A redesign of the mental health support worker role values personal experience and diversity. Siobhan Chadwick and Alison James describe the development

In 2002 a new national role for mental health staff working across health and social care was developed. The result was the support, time and recovery (STR) worker.

Resulting from a partnership between the Modernisation Agency's Changing Workforce Programme mental health team and the Department of Health, the role affords an excellent opportunity for people who may not have considered careers in health and social care.

This opens up opportunities to people who have experienced mental health distress themselves, and also includes carers, people from diverse ethnic backgrounds, and people returning to work after career breaks.

To put the new staff in place, the Changing Workforce mental health team led a large national programme from 2003 to 2006 with local STR worker implementation teams and regional networks facilitated by the Care Services Improvement Partnership.

Keen to dissuade organisations from rebadging existing staff without embracing the necessary service redesign, we faced a number of challenges. The most obvious was that with no new funding available for the roles, it was likely to be difficult to persuade NHS trusts, social services and the voluntary sector to join.

National programme leads were convinced only a genuinely collaborative programme, with staff at all levels in the organisation leading the implementation alongside people who used mental health services, could tackle these challenges.

We wanted to avoid having a token service user on the committee and began to develop effective national and local partnerships with professional organisations, service user groups and trade unions.

Joining in four waves, 74 partnership teams took part, each comprising representatives from the local NHS trust, social services, the voluntary sector, service users, managers, human resources, support workers and professional staff. Early wave teams then supported the later wave teams in their region.

The teams were advised on how to prepare the workforce and organisation for the new role by ensuring training was open to all staff and offering awareness sessions to all teams and managers.

They were also required to report on a monthly basis against very specific objectives that guided them through good practice in retention and recruitment, education and training, role redesign and integration of the role into the organisation.

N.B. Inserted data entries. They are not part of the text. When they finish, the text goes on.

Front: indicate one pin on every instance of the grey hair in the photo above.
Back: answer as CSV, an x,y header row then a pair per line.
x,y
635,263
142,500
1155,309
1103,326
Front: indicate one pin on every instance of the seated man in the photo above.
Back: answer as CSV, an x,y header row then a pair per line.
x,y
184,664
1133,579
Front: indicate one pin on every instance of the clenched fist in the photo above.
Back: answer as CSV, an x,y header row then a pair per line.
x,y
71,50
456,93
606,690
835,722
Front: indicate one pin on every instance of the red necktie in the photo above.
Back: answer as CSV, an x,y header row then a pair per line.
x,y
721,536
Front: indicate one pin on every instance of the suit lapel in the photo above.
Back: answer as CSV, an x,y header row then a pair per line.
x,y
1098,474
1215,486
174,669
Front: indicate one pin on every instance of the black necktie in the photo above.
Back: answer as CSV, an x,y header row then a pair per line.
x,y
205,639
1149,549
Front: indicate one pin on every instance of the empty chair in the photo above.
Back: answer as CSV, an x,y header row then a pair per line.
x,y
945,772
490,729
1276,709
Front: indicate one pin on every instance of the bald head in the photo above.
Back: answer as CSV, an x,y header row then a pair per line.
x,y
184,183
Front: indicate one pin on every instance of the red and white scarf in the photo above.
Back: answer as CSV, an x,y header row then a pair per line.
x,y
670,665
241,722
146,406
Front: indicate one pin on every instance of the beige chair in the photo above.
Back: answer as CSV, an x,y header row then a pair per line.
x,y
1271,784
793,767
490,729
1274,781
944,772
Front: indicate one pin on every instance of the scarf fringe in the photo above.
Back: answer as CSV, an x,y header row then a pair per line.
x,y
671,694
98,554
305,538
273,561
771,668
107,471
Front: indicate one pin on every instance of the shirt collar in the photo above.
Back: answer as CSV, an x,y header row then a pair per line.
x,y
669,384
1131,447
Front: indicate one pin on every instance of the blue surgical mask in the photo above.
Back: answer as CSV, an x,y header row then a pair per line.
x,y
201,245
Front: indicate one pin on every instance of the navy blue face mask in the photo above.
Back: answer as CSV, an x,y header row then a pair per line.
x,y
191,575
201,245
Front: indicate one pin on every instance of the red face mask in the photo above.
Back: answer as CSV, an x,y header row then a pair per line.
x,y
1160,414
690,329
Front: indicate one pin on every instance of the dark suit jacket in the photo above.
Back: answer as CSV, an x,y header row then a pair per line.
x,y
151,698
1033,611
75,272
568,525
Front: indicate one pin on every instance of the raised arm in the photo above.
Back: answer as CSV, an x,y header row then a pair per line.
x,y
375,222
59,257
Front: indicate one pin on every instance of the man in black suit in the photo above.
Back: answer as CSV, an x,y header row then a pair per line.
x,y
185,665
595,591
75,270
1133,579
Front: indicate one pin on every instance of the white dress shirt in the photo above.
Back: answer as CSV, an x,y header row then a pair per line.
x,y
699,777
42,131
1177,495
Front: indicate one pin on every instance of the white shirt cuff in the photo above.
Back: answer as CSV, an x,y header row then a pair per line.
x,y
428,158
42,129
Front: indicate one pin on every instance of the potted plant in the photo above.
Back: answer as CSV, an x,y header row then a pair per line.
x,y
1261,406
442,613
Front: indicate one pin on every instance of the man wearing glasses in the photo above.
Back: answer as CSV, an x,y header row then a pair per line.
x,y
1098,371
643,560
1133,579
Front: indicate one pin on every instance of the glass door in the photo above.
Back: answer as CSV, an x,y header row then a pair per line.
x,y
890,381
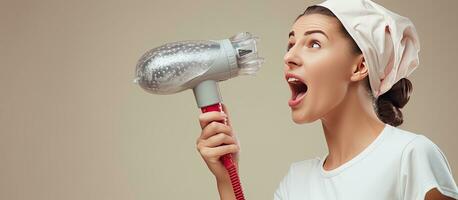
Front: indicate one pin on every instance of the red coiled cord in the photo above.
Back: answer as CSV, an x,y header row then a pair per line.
x,y
227,159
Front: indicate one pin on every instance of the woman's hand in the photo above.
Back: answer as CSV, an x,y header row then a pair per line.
x,y
215,140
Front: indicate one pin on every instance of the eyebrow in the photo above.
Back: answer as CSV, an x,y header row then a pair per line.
x,y
309,32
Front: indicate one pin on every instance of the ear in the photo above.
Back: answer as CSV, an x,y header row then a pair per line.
x,y
359,69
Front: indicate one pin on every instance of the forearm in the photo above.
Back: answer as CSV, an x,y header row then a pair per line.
x,y
225,190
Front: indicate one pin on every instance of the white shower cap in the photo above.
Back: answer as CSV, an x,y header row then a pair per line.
x,y
389,42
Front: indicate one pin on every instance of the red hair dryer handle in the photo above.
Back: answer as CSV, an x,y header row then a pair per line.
x,y
227,159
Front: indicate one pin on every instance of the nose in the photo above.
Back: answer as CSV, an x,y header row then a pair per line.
x,y
292,59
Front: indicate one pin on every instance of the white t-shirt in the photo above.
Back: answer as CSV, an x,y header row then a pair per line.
x,y
397,165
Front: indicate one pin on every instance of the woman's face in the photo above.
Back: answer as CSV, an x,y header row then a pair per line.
x,y
320,56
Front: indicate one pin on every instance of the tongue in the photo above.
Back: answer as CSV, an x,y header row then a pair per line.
x,y
300,95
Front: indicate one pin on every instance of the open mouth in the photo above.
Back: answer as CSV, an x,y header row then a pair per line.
x,y
298,88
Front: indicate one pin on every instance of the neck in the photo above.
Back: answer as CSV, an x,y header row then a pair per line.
x,y
350,127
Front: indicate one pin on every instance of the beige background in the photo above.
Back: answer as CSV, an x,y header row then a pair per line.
x,y
74,126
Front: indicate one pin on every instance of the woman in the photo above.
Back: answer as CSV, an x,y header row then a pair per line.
x,y
349,70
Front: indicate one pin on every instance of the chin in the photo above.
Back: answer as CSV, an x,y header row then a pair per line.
x,y
300,118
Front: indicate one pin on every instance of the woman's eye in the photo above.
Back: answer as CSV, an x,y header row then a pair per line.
x,y
289,46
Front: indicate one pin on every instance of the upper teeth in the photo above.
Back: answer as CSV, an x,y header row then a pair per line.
x,y
292,79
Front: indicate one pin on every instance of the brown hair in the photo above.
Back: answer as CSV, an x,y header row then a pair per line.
x,y
388,105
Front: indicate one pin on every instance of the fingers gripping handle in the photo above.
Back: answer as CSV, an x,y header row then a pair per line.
x,y
227,159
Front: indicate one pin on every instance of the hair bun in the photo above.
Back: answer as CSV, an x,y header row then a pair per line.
x,y
390,102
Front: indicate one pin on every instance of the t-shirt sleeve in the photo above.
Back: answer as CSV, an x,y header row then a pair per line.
x,y
424,167
282,189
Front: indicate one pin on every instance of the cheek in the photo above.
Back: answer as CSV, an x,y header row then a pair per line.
x,y
328,84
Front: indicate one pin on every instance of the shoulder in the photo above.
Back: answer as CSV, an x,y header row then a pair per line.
x,y
422,149
423,167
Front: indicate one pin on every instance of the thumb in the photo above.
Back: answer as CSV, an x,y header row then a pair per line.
x,y
227,113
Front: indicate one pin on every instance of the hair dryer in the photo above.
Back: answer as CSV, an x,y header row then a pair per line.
x,y
199,65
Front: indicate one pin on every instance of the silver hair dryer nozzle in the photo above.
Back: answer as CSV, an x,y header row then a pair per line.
x,y
178,66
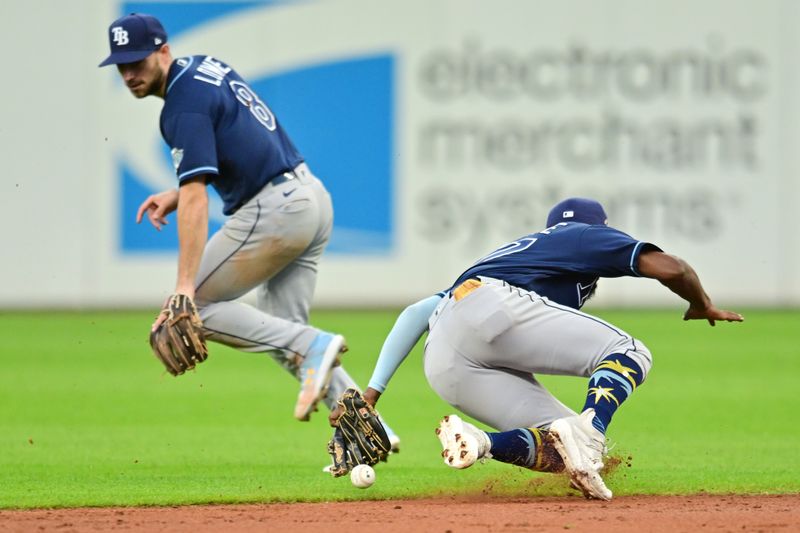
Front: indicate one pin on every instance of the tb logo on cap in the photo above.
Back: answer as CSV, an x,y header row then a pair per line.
x,y
120,35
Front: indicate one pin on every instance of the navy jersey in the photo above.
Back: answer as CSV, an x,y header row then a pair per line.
x,y
216,125
563,262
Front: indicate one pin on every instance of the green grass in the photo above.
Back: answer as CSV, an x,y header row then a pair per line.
x,y
88,418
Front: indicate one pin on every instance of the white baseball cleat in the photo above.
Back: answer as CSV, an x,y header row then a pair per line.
x,y
462,443
581,446
315,372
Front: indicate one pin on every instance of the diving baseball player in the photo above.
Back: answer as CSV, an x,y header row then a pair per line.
x,y
514,314
280,215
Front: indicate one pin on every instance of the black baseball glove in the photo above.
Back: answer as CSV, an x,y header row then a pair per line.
x,y
359,437
179,342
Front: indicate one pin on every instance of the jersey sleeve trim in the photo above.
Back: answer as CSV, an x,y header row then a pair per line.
x,y
181,73
198,170
637,250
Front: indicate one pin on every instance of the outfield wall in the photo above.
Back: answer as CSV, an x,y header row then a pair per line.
x,y
442,128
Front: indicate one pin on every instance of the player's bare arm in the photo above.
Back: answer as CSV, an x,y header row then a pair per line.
x,y
157,207
679,277
192,232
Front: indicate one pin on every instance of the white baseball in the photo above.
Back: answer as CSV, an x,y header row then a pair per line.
x,y
362,476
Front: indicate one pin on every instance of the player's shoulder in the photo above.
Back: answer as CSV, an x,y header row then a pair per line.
x,y
192,85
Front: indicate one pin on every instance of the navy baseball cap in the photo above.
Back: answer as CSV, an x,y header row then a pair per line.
x,y
134,37
583,210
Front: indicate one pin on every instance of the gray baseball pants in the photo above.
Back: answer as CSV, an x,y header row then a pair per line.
x,y
273,244
484,350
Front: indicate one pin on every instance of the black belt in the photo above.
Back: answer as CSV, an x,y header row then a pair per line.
x,y
283,178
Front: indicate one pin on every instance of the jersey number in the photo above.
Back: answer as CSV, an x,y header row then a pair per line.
x,y
250,100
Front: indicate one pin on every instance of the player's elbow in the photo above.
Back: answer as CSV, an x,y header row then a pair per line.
x,y
663,267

National and regional learning events were held throughout the programme, where expertise was brought in from our partner organisations on issues such as Agenda for Change, occupational health and service user employment.

Changing attitudes

However, occupational health support varied in each organisation. Some departments were extremely wary of employing people with any history of mental health problems, while others were keen to be involved. Several of the teams reported that there had been negative reactions from occupational health and managers towards existing staff who had developed mental health problems.

Establishing terms and conditions for the role was one of the biggest challenges. Some localities had staff working in the same team with different employers and, as a result, with what appeared to be very different terms and conditions.

We developed guidance to ensure consistency in management and supervision payments, which was essential as STR workers cover different organisations with more than one superviser.

HR departments' capacity to support the local teams was patchy and sometimes poor. This was a problem, as the local programme managers mostly came from clinical or practice backgrounds and had little HR experience.

To help tackle the problem, learning events that included project management skills were set up.

The teams proved to be resourceful and there were a number of examples of innovative practice in recruitment and equal opportunities, for example taster sessions, pre-employment training and non-traditional interviews. Good practice guidance for STR workers' induction was developed and there were specific measures with timeframes for teams to record their progress against.

While the DoH guide on the implementation of STR workers offered a recommended education and training pathway, a number of organisations found this impractical because of cost or availability of courses. This is a particular challenge for rural sites.

Others found that being too prescriptive with the pathway might be excluding the very people the programme was trying to attract, some of whom were not confident in formal education.

We recommended personal development plans with individualised pathways to help overcome this.

The challenge for anyone leading a programme is how to ensure sustainability when the programme ends. We produced practical guidance for the teams well before the end of the programme, advising programme leads of where to find local champions, publicity, and integration into organisational networks. There was also training on the development of business cases and benefits realisation.

The implementation programme measured the percentage of STR workers who told us they had experience of mental health distress. Also measured were numbers leaving and reason for doing so. Performance was measured, monitored and analysed on a monthly basis.

There are many personal testimonies of how the STR worker role has radically changed people's lives. One example is of an individual with a diagnosis of schizophrenia who had never been able to find work. Having established a good record as an STR worker, he has now been accepted for nurse training.

The programme was successful because of three elements: people, partnerships and processes.

STR worker posts in figures

When the programme ended in December 2006, there were 2,298 support, time and reovery workers in posts, 170 in recruitment and 635 funded STR worker posts due to start shortly (awaiting a service reconfiguration) giving a total of 3,103 staff.

Fifty-five per cent of sites were successful in employing 10-100 per cent of new workers who declared that they have experience of mental health distress. A further 18 per cent employed 1-9 per cent.

Eighty-three per cent of sites report that they have had service users involved in an active capacity as part of the local STR worker implementation groups.

Only 0.8 per cent of workers in the new roles had left, the majority to undergo further training, for example nurse training.

Overall the programme was a success, and its progress is mainly down to three key elements: people (collaborative working), partnerships and processes. There are no short cuts to sustainable role redesign.